How to Save Time Managing Your Small Business’ Finances

As a small business owner, you’re likely an expert in whatever your company specializes in – a clothing retailer likely knows a lot about the latest fashions of the day, while a sporting goods store owner can probably speak at length about various major league sports teams.

All too often, however, small business owners aren’t as well-versed in the various financial considerations required for the successful day-to-day management of their businesses. 

While you might have a basic understanding of payroll, balance accounts payable and receivable and so on, the details of how to effectively manage these things may elude you. What’s more, even if you are aware of the financial responsibilities on your shoulders, you likely don’t have the time to contend with all of the tasks.

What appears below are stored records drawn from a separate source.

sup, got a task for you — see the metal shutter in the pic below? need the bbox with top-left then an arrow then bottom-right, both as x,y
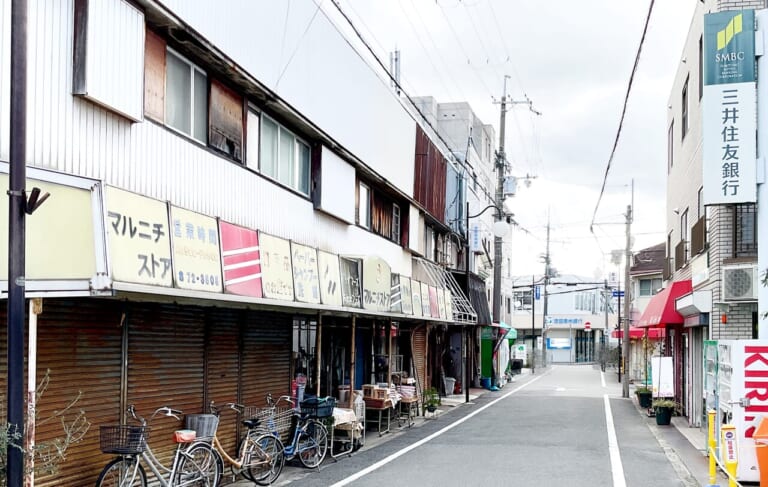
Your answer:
411,325 -> 427,400
240,310 -> 291,407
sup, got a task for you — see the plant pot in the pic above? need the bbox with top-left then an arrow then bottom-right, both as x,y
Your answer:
426,405 -> 437,413
636,391 -> 652,408
655,406 -> 673,425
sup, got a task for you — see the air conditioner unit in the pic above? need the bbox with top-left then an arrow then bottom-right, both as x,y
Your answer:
722,264 -> 758,301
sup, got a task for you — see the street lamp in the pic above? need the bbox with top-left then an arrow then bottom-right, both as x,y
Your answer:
464,201 -> 512,402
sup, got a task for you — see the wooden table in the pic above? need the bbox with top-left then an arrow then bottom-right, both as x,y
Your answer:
398,397 -> 418,428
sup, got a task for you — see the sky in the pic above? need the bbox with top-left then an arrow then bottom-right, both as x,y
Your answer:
322,0 -> 698,280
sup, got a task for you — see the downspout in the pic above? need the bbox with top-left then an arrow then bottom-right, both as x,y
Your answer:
24,298 -> 41,487
315,314 -> 322,398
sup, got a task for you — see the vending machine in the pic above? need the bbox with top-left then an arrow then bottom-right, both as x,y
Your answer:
715,340 -> 768,482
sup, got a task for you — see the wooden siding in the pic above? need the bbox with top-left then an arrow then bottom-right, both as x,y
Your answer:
413,126 -> 447,224
144,28 -> 166,122
209,79 -> 244,161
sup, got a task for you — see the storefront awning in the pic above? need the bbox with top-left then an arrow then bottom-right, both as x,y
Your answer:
414,259 -> 477,325
636,280 -> 692,328
451,271 -> 491,326
612,327 -> 665,339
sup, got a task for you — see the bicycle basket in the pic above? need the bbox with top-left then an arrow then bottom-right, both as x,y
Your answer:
300,397 -> 336,418
245,406 -> 294,443
99,425 -> 150,455
185,414 -> 219,440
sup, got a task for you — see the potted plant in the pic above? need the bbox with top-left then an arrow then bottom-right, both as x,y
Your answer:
652,399 -> 677,425
635,386 -> 652,408
423,387 -> 440,414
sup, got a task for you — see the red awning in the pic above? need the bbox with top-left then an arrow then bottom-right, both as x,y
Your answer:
636,280 -> 692,328
611,327 -> 665,339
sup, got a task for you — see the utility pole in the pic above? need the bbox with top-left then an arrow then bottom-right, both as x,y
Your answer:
622,203 -> 633,398
541,214 -> 551,368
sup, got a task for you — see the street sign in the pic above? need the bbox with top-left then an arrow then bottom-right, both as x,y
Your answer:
534,285 -> 540,300
584,322 -> 591,331
612,290 -> 624,298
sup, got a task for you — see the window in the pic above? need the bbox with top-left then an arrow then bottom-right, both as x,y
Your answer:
697,187 -> 704,220
698,36 -> 703,100
639,278 -> 662,297
681,76 -> 689,139
246,109 -> 260,170
358,182 -> 371,229
260,115 -> 311,195
667,122 -> 674,172
166,48 -> 207,143
574,291 -> 595,313
680,209 -> 689,243
425,225 -> 436,260
392,204 -> 401,243
734,204 -> 757,257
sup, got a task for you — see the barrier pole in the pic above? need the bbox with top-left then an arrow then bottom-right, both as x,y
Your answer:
708,410 -> 717,486
721,424 -> 738,487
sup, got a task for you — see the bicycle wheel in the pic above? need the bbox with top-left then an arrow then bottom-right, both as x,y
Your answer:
174,442 -> 220,486
246,433 -> 284,486
95,457 -> 147,487
297,420 -> 328,468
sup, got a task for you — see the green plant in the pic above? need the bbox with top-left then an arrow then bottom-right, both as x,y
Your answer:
635,386 -> 651,395
652,398 -> 678,409
423,387 -> 440,411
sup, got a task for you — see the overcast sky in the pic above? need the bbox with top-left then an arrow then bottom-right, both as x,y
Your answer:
323,0 -> 698,280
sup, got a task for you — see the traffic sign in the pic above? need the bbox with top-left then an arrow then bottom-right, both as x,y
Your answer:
584,322 -> 591,331
612,290 -> 624,298
534,285 -> 541,300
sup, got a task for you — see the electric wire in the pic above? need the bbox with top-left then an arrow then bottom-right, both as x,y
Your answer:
589,0 -> 656,233
275,0 -> 324,89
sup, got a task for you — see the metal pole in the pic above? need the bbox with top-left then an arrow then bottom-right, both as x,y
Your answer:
622,204 -> 632,398
465,201 -> 471,403
541,215 -> 550,368
531,275 -> 535,374
316,314 -> 323,398
25,299 -> 40,487
8,0 -> 28,484
349,316 -> 355,409
617,281 -> 622,384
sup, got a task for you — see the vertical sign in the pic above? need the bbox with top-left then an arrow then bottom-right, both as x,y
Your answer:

With so many balls in the air, it’s perfectly understandable that you can’t always find the time needed to take care of your small business’ financial obligations. 

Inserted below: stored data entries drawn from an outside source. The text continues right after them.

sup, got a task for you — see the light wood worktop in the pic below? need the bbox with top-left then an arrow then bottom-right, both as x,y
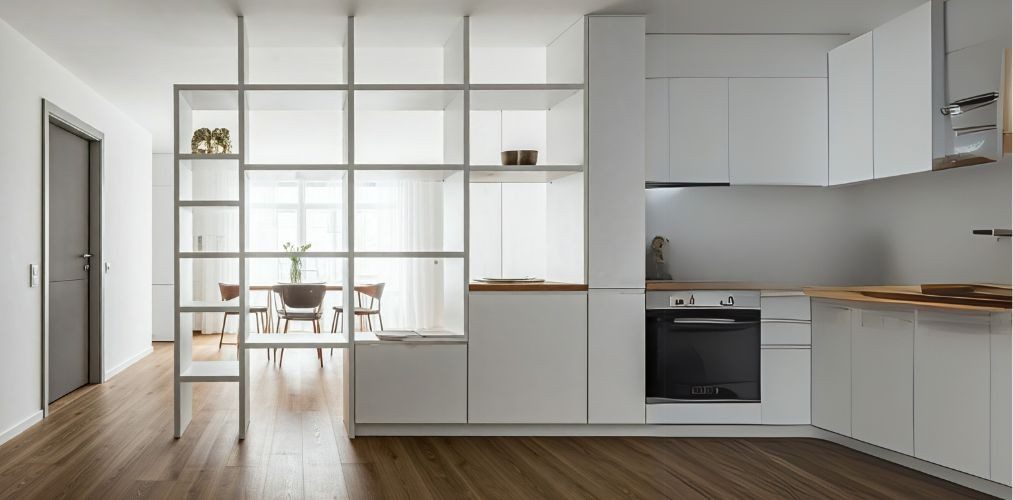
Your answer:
805,285 -> 1012,313
469,281 -> 589,292
646,281 -> 806,291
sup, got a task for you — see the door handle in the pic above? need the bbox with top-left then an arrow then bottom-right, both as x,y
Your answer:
82,253 -> 93,259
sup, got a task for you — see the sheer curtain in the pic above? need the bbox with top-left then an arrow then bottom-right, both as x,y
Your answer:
191,166 -> 239,333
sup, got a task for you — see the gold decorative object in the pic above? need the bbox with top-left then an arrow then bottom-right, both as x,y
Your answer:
190,127 -> 233,154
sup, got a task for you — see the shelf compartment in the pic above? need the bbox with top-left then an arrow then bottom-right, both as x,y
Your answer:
246,333 -> 350,348
179,159 -> 239,201
246,90 -> 348,165
354,17 -> 465,85
469,17 -> 584,85
245,15 -> 348,84
351,256 -> 465,335
178,206 -> 239,253
178,258 -> 239,309
177,89 -> 239,155
470,165 -> 583,183
354,90 -> 464,165
470,90 -> 583,167
246,170 -> 348,253
354,170 -> 464,253
179,361 -> 239,382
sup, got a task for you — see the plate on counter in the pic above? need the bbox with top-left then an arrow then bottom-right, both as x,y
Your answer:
475,277 -> 545,283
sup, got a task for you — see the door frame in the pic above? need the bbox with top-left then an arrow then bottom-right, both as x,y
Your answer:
41,99 -> 105,416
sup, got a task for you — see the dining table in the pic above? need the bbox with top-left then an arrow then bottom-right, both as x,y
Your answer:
249,283 -> 377,333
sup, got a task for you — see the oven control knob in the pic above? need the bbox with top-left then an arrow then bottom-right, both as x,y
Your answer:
720,296 -> 735,307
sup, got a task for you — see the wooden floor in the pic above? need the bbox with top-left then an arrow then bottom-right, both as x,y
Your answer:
0,335 -> 991,499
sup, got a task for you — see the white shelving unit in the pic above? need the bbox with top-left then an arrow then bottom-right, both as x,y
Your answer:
174,15 -> 586,440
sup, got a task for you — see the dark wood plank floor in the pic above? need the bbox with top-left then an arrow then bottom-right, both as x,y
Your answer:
0,335 -> 991,499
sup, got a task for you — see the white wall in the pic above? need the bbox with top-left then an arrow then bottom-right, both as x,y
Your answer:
647,160 -> 1011,285
0,18 -> 152,443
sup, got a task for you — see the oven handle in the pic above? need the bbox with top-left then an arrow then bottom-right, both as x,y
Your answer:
671,318 -> 758,325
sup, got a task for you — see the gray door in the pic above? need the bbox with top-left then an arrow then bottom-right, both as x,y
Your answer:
48,124 -> 91,403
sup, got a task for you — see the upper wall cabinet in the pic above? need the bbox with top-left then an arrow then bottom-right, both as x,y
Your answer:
668,78 -> 730,184
828,32 -> 873,185
872,1 -> 945,179
728,78 -> 828,186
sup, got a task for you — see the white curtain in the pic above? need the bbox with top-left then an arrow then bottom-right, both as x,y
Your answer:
190,165 -> 239,333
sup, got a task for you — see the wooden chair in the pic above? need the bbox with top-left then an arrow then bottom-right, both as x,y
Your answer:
274,283 -> 327,367
217,283 -> 269,353
331,283 -> 385,334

However, if you can better understand and identify which financial management tasks eat up the most time, you’ll be in a stronger position to mitigate the amount of time spent on those things, and instead focus on other crucial business tasks. 

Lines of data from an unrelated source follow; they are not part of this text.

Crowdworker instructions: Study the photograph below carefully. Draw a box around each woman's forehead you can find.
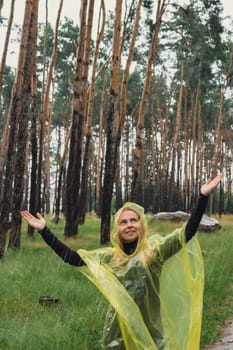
[118,209,139,220]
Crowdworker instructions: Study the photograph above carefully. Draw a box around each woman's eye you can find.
[120,220,126,225]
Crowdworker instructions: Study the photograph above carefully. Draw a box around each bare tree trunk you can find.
[27,1,39,237]
[169,62,183,210]
[8,0,38,249]
[196,101,203,195]
[212,48,233,177]
[42,0,63,214]
[157,92,170,212]
[123,116,130,202]
[77,0,103,224]
[131,0,166,203]
[150,101,157,213]
[36,0,48,213]
[183,87,190,212]
[119,0,143,131]
[100,0,122,244]
[64,0,89,236]
[54,127,70,223]
[190,80,200,209]
[0,0,33,258]
[0,0,15,195]
[95,71,107,216]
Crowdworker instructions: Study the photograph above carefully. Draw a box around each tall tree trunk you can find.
[54,127,70,223]
[196,101,203,198]
[119,0,143,131]
[0,0,33,258]
[77,0,103,224]
[123,116,130,202]
[43,0,63,214]
[131,0,166,203]
[150,100,157,213]
[0,0,15,196]
[27,0,38,237]
[183,87,190,212]
[95,71,107,216]
[212,48,233,177]
[36,0,48,213]
[157,91,170,212]
[100,0,122,244]
[8,0,38,249]
[190,80,200,208]
[64,0,89,236]
[169,62,183,210]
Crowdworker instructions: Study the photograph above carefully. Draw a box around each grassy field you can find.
[0,213,232,349]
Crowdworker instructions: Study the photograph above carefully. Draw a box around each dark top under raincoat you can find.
[39,194,208,350]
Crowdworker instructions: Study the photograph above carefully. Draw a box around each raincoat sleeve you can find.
[158,193,208,261]
[39,227,85,266]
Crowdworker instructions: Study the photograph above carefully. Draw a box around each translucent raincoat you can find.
[78,202,204,350]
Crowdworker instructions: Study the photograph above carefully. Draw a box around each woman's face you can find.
[118,209,141,243]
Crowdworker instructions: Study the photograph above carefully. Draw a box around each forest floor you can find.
[204,315,233,349]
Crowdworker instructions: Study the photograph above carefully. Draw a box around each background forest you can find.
[0,0,233,259]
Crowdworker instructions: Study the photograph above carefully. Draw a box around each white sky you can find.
[0,0,233,68]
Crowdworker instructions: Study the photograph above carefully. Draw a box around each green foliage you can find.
[1,215,233,349]
[126,70,143,115]
[1,65,15,107]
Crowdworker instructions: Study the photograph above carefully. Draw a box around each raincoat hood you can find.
[111,202,148,256]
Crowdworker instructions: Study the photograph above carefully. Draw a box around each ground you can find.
[204,316,233,349]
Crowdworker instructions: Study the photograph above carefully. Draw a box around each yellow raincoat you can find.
[78,202,204,350]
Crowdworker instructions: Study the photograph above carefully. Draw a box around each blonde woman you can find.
[21,173,223,350]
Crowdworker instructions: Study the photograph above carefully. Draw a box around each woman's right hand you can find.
[21,211,46,231]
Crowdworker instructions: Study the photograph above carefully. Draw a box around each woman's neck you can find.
[123,240,138,255]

Know What Your Time Is Worth

Financial management can be a huge drain a small business owner’s productive time during the day. Not surprisingly, a Mavenlink infographic revealed that 38 per cent of leaders rank time as the most valuable asset to their company, ahead of the second-most common answer, computers, at 36 per cent.

Moreover, a quarter of those polled by Mavenlink said that they would pay upwards of $500 just to add one extra hour to their work day.

More than 40 per cent of respondents said that of all the roles they have to fulfill as a company owner, they enjoy acting as an accountant the least.

Your time is very valuable – both to the future growth of your business and to you personally. By recognizing the true value of your time, you can make more informed decisions about how you spend it in your business.

Take a Hard Look at How You Spend Your Time

One of the most demanding tasks on a company owner’s docket is overall financial management, which can apply to everything from invoicing to calculating cost flow. According to a Sage Simply Accounting and Angus Reid report (PDF), small business leaders spend an extended amount of time taking care of these blanket responsibilities every week.

The study revealed that in most startups the owners tackle these tasks themselves, which take an average of 6.8 hours to complete every week. Respondents to the survey said that in a perfect world, they’d be spending half that time on finances.

However, during certain times of the year, the number of hours spent accounting can skyrocket. A PricewaterhouseCoopers study issued in May 2013 found that the average Canadian company takes 131 hours every year putting aside pertinent records and subsequently filing tax returns. 

By understanding how much time you’re spending on these business tasks, you can make better decisions about what to automate, delegate or outsource.

Save Time with the Right Tools

The Sage and Angus Reid report noted that the leaders of many larger companies contract employees to contend with these tasks, and the majority also provide workers with accounting software to get the job done. 

Even if you don’t have the resources to hire employees to handle these tasks for you, you’ll find that many accounting software options can be easily be navigated by non-experts.

And as a small business owner, financial software can help you contend with and trim the time spent on accounting tasks. By standardizing and automating many of the tasks, you’ll improve the efficiency of your usual accounting processes and lift some of these tedious responsibilities off of your shoulders.

Ultimately, you likely didn’t start a business to become an accountant. By implementing tools to help support you in the financial management of your company, you’ll have more time to focus your energy on what matters in your business.